Understanding the components:

Training Loop Mechanics:

  • AdamW Optimizer: This is Adam with weight decay, which helps prevent overfitting. The learning rate (lr=2e-5) is crucial – too high and training becomes unstable, too low and training is extremely slow. For BERT fine-tuning, values between 1e-5 and 5e-5 typically work best.

  • CrossEntropyLoss - An Intuitive Explanation:

Think of the loss as a “wrongness score” that tells us how far off our model’s predictions are from the correct answers. The loss measures how confident the model is in the wrong answer (or how uncertain it is about the right answer).

Here’s how it works intuitively:

Perfect prediction: If the model is 100% confident in the correct class, the loss is 0 (perfect score). If the True label: Positive (class 1), the model outputs: [0.01, 0.99] (1% negative, 99% positive), loss is 0.01. If the model is only 50% confident in the correct class, the loss is around -log(0.5)=0.69. If the model is confident in the WRONG class, the loss is very high ([0.99, 0.01], loss = -log(0.01) = ~4.6). The loss uses logarithms, which means it heavily penalizes confident mistakes. Being confidently wrong is much worse than being uncertain. This encourages the model to be honest about its uncertainty rather than making bold wrong guesses.

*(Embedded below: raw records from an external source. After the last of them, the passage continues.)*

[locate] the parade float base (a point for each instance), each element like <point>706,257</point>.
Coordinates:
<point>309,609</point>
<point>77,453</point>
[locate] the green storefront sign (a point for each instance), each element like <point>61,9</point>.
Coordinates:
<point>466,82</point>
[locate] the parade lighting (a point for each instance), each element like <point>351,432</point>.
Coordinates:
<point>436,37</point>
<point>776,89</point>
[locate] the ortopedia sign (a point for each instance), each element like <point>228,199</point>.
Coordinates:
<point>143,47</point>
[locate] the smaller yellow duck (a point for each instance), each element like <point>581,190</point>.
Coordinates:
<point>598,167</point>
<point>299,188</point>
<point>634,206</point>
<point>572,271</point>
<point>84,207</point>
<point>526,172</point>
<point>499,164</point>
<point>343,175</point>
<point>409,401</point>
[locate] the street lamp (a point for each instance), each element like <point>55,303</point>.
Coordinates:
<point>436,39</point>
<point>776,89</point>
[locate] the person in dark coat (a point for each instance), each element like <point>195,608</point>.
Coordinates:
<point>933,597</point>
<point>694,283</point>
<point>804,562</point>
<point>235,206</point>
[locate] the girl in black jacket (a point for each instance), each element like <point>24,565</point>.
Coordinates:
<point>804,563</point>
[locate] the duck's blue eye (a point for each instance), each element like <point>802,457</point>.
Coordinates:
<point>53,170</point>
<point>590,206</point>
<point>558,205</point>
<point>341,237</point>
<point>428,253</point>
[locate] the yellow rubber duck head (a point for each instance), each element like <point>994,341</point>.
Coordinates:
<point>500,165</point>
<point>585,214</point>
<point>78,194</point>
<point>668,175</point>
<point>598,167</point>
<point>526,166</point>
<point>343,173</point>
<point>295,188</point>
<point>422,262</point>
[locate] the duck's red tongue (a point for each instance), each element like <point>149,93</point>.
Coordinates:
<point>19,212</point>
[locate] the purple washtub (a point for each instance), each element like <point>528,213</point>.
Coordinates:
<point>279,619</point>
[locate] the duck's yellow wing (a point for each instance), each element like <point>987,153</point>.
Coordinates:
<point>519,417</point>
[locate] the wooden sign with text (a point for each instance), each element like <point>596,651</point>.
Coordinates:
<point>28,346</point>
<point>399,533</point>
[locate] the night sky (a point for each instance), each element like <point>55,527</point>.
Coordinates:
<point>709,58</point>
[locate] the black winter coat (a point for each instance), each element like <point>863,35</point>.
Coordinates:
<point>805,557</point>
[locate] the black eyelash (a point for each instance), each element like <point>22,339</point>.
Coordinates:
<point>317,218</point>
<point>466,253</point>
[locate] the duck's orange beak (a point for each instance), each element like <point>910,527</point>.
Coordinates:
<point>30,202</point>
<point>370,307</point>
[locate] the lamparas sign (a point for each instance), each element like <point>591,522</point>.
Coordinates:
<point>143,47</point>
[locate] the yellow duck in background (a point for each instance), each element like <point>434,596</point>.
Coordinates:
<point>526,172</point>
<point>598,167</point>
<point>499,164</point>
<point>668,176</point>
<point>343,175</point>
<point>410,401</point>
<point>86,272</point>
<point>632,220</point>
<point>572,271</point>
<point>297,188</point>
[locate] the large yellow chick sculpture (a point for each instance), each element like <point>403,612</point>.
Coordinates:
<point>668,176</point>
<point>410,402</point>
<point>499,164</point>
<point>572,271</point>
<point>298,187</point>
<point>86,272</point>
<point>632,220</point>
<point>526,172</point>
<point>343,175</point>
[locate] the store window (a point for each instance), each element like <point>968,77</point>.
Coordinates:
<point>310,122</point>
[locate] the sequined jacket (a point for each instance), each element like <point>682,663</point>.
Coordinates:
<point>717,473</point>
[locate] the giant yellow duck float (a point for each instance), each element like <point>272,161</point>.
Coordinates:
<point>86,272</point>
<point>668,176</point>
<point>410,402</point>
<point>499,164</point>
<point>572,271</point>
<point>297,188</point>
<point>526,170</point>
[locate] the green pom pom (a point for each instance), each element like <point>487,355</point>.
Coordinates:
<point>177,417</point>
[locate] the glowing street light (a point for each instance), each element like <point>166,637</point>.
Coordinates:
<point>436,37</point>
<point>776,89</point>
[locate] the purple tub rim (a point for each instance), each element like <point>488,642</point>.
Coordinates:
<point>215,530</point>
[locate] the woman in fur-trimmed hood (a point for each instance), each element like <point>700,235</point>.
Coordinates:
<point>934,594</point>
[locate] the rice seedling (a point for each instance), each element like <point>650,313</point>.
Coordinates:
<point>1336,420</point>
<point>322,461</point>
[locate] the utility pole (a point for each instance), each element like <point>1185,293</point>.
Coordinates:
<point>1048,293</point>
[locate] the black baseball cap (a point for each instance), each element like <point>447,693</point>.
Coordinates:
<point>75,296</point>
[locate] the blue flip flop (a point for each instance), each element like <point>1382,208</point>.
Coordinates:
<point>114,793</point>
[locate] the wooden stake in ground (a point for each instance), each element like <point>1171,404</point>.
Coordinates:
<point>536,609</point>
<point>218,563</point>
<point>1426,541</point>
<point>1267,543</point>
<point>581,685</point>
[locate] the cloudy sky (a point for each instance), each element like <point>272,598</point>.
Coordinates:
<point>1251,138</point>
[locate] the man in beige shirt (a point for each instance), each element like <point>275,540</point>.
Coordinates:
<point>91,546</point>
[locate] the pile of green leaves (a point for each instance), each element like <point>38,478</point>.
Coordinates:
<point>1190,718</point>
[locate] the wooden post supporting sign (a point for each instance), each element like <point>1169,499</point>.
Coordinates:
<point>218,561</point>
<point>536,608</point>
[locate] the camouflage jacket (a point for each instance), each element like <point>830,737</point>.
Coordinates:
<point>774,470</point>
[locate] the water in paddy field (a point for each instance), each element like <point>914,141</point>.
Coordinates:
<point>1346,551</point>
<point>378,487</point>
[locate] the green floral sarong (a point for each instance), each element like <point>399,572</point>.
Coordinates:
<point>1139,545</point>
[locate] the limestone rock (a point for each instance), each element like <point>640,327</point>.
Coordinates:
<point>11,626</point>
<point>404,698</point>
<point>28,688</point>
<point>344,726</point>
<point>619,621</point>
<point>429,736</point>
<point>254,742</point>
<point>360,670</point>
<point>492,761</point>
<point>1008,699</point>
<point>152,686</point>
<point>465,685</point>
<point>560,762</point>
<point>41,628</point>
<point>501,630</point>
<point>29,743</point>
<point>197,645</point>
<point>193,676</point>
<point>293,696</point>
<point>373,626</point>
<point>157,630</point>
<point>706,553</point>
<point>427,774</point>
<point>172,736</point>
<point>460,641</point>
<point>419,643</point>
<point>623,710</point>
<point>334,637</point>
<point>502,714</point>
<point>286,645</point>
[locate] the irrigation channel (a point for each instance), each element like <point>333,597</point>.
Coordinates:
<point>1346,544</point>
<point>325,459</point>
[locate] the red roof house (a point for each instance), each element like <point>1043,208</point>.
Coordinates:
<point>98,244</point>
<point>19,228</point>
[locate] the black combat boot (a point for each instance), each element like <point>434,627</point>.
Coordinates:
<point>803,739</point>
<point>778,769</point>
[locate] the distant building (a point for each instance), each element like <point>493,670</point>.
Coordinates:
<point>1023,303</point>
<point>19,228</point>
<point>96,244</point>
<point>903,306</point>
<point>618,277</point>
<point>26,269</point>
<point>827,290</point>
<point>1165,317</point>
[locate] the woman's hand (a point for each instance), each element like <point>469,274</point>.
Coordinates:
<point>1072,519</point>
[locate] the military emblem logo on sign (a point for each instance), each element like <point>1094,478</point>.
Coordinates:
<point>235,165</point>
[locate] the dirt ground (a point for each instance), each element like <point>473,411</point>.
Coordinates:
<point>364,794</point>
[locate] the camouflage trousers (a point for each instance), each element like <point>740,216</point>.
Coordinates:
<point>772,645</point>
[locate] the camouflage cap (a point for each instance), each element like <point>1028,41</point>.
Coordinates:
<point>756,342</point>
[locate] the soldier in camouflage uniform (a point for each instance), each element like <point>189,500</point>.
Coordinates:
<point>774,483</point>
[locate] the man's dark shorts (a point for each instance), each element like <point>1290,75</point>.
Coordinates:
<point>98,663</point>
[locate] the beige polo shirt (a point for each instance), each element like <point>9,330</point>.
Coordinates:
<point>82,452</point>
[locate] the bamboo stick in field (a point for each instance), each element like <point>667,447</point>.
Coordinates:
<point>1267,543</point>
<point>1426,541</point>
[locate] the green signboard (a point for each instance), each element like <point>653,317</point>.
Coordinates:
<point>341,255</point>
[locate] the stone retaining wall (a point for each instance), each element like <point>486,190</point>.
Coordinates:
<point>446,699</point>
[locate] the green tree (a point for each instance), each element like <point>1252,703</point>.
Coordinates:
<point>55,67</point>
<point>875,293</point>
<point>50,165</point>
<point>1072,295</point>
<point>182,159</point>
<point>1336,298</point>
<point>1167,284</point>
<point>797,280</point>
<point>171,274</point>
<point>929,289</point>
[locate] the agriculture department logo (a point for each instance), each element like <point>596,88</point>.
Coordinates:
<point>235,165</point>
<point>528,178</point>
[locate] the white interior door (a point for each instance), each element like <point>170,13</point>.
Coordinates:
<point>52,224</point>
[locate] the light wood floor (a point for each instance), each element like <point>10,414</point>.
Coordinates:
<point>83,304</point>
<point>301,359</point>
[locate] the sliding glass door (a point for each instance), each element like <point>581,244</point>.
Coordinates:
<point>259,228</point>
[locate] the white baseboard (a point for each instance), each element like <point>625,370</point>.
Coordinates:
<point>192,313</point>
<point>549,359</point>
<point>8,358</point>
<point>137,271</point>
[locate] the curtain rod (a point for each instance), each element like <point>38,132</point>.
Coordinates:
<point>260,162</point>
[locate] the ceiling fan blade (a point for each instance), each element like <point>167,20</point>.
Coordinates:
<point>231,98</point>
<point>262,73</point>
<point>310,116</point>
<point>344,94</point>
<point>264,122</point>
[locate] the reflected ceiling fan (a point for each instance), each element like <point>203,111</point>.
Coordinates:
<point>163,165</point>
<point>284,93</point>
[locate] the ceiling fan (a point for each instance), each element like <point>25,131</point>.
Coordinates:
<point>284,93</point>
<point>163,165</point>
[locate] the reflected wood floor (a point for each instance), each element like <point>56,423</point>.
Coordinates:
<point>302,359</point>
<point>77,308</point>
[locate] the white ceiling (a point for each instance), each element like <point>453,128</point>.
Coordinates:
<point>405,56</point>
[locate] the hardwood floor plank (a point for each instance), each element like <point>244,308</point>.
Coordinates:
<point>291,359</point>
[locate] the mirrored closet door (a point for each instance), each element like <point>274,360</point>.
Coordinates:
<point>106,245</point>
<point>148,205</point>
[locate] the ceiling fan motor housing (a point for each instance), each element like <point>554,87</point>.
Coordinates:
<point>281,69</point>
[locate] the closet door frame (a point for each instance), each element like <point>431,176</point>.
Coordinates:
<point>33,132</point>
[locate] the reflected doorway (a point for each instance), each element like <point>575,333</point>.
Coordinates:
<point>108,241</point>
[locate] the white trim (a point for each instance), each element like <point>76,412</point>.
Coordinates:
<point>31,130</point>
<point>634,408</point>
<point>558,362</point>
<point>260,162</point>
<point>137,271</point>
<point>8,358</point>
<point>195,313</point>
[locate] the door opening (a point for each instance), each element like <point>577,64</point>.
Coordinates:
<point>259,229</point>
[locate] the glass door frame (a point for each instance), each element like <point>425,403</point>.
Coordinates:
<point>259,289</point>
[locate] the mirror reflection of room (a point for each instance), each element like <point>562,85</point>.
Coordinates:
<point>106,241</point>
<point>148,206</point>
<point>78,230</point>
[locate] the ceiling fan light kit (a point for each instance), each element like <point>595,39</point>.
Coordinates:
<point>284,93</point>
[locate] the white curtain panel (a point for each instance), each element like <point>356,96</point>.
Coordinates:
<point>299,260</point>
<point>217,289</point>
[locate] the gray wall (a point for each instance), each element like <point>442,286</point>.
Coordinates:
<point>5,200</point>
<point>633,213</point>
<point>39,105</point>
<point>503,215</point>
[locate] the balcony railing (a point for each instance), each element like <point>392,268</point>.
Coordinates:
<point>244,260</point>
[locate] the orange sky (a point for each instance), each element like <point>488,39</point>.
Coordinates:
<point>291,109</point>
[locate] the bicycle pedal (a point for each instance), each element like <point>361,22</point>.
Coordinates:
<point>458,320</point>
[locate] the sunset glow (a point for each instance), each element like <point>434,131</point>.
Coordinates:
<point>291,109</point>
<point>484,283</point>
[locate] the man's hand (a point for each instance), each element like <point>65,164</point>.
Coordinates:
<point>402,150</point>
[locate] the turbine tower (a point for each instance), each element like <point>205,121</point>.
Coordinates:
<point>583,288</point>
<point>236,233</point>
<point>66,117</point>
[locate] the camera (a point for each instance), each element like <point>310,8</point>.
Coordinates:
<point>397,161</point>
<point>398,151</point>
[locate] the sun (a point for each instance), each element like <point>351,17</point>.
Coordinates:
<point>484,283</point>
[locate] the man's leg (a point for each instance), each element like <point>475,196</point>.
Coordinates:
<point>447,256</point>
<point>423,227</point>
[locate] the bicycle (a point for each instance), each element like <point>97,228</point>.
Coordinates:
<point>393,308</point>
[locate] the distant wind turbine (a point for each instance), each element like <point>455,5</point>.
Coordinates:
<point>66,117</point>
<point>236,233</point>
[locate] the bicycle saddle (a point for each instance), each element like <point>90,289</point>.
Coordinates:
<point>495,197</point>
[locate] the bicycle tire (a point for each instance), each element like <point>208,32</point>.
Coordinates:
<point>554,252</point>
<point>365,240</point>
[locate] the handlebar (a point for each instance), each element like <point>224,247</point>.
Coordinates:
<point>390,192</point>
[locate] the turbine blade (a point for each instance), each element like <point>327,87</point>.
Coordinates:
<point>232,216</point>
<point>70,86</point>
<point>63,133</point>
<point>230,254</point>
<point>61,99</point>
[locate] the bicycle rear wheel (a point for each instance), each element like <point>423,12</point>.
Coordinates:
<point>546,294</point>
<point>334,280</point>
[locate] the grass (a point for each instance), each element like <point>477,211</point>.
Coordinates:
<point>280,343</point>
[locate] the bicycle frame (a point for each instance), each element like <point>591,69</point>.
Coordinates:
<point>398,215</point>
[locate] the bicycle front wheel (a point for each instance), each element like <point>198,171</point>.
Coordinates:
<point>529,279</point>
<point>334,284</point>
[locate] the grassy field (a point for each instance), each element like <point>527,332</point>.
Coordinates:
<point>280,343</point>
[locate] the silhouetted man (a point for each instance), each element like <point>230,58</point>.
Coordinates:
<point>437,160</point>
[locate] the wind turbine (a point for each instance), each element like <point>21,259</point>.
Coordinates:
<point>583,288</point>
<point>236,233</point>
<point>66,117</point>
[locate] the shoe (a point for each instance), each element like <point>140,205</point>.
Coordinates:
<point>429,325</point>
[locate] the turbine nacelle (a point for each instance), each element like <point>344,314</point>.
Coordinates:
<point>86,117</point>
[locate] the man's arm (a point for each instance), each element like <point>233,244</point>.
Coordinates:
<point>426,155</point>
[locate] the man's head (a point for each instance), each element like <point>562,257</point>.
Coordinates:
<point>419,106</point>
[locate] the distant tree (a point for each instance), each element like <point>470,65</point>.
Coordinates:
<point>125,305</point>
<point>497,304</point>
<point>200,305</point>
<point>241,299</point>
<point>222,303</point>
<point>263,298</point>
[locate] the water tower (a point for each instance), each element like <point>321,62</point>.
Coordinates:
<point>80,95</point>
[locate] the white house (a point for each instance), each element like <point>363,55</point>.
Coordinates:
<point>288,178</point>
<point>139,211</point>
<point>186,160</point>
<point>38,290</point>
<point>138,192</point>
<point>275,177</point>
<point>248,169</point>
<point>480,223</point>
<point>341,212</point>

What you’ll see during training: - Initial loss: Often 0.6-0.9 (model is basically guessing) - Well-trained loss: 0.1-0.3 (model is confident and mostly correct) - Overfit model: Training loss near 0, but validation loss increases (memorizing, not learning)

The goal of training is to minimize this loss by adjusting the model’s weights. Lower loss = better predictions.

  • model.train() vs model.eval(): These modes affect layers like dropout and batch normalization. In training mode, dropout is active; in evaluation mode, it’s disabled. Always remember to set the correct mode!

  • optimizer.zero_grad(): Gradients accumulate by default in PyTorch, so we must zero them before each backward pass. Forgetting this is a common bug that leads to bizarre training behavior.

  • loss.backward(): This computes gradients of the loss with respect to all model parameters using backpropagation. It’s the magic of automatic differentiation.

  • optimizer.step(): This updates the model parameters based on the computed gradients.

  • Validation without gradients: The with torch.no_grad(): context saves memory and computation by not tracking gradients during validation. We’re not updating parameters here, so gradients aren’t needed.

Monitoring Training:

Watch for these patterns in your training output:

  • Normal training: Training loss decreases, validation loss decreases, validation accuracy increases.
    • Epoch 1: Train Loss ~0.45, Val Loss ~0.35, Val Acc ~85%
    • Epoch 2: Train Loss ~0.28, Val Loss ~0.25, Val Acc ~90%
    • Epoch 3: Train Loss ~0.18, Val Loss ~0.20, Val Acc ~92%
  • Overfitting: Training loss continues decreasing, but validation loss starts increasing. Consider more dropout, fewer epochs, or more training data.
    • Epoch 1: Train Loss ~0.45, Val Loss ~0.35
    • Epoch 2: Train Loss ~0.25, Val Loss ~0.30 (validation getting worse!)
    • Epoch 3: Train Loss ~0.12, Val Loss ~0.38 (memorizing training data)
  • Underfitting: Both losses remain high. Try training longer, reducing dropout, or using a larger model.
    • Epoch 1: Train Loss ~0.65, Val Loss ~0.68
    • Epoch 2: Train Loss ~0.62, Val Loss ~0.65 (barely improving)
    • Epoch 3: Train Loss ~0.60, Val Loss ~0.63 (model can’t learn the patterns)
  • Unstable training: Loss jumps around erratically. Reduce learning rate or check for data issues.
    • Epoch 1: Train Loss ~0.45
    • Epoch 2: Train Loss ~1.23 (suddenly much worse!)
    • Epoch 3: Train Loss ~0.31 (jumping around)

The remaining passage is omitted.